Diagram of expected TL based on chromosome size evolution based on (a) a recent fusion creating large chromosomes and (b) no recent fissions or fusions.

In addition to the proposed evolutionary mechanisms that may obscure the relationship between chromosome size and TL, we must also note some additional methodological limitations. The limited data available on TL for specific chromosomes and chromosome arms across mammalian taxa may mask a stronger relationship between chromosome size and TL. Moreover, the largest datasets on TL in mammals [30,31] both used TRF, a method which cannot perfectly disentangle terminal TL (or functional telomeres) from degenerate or interstitial telomeric sequences. Future multi-species studies should consider employing more precise methodologies such as Q-FISH paired with confocal microscopy [51] to better characterize chromosome arm specific TLs. Associations between chromosome-specific TL and chromosome size may also be impacted by telomere and chromosome positional effects within the nucleus [52].

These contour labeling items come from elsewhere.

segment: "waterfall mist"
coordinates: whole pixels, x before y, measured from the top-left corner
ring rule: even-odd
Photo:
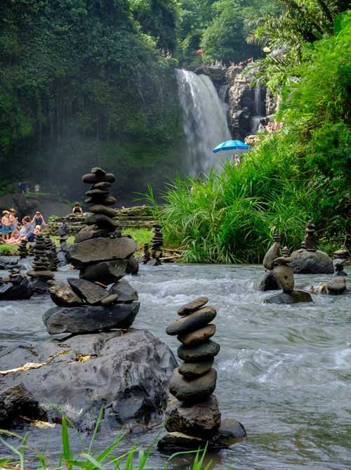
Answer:
[[[225,107],[211,79],[184,70],[177,70],[176,74],[187,147],[186,169],[196,177],[220,166],[223,159],[213,149],[232,137]]]

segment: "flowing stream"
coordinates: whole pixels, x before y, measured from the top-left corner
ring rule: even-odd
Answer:
[[[213,339],[221,350],[214,365],[216,393],[223,417],[242,422],[249,438],[210,455],[212,468],[349,470],[351,297],[315,296],[312,303],[264,304],[270,294],[257,290],[263,273],[258,266],[142,266],[139,275],[126,277],[141,301],[134,327],[147,328],[176,352],[178,341],[165,328],[177,318],[179,306],[206,295],[217,308]],[[56,278],[72,275],[77,271],[62,269]],[[329,278],[296,275],[296,281],[302,287]],[[47,339],[41,315],[52,306],[48,297],[0,303],[0,347]],[[29,445],[46,450],[57,462],[60,426],[40,429],[25,424],[15,431],[29,432]],[[121,453],[133,442],[150,445],[159,431],[127,436]],[[112,440],[105,430],[97,445],[103,448]],[[72,444],[79,448],[74,434]],[[0,443],[0,455],[5,453]],[[166,459],[154,450],[150,464],[163,468]],[[169,468],[189,469],[189,459],[180,457]]]
[[[213,152],[221,142],[231,139],[227,111],[211,79],[206,75],[177,70],[179,96],[187,142],[187,171],[192,177],[220,167],[223,159]]]

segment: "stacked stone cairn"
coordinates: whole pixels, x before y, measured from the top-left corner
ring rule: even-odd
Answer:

Here, we demonstrate that the previously observed relationship between total chromosome size or chromosome arm length and TL found within species cannot yet be detected across a varied, but limited range of mammalian species. Sample size limitations and disparities in TL measurements between studies and quantification methods [53,54] underscore the need for more cross-species analyses to occur within individual laboratories using well-calibrated and standardized methodologies for TL quantification. Larger, well-calibrated, multi-species datasets will be necessary to further explore these intrinsic properties of TL evolution to further inform basic TL biology. Moreover, as molecular tools are continually refined, chromosome-specific analyses will become available for a wider breadth of species and enable the examination of these dynamics at much finer phylogenetic scales.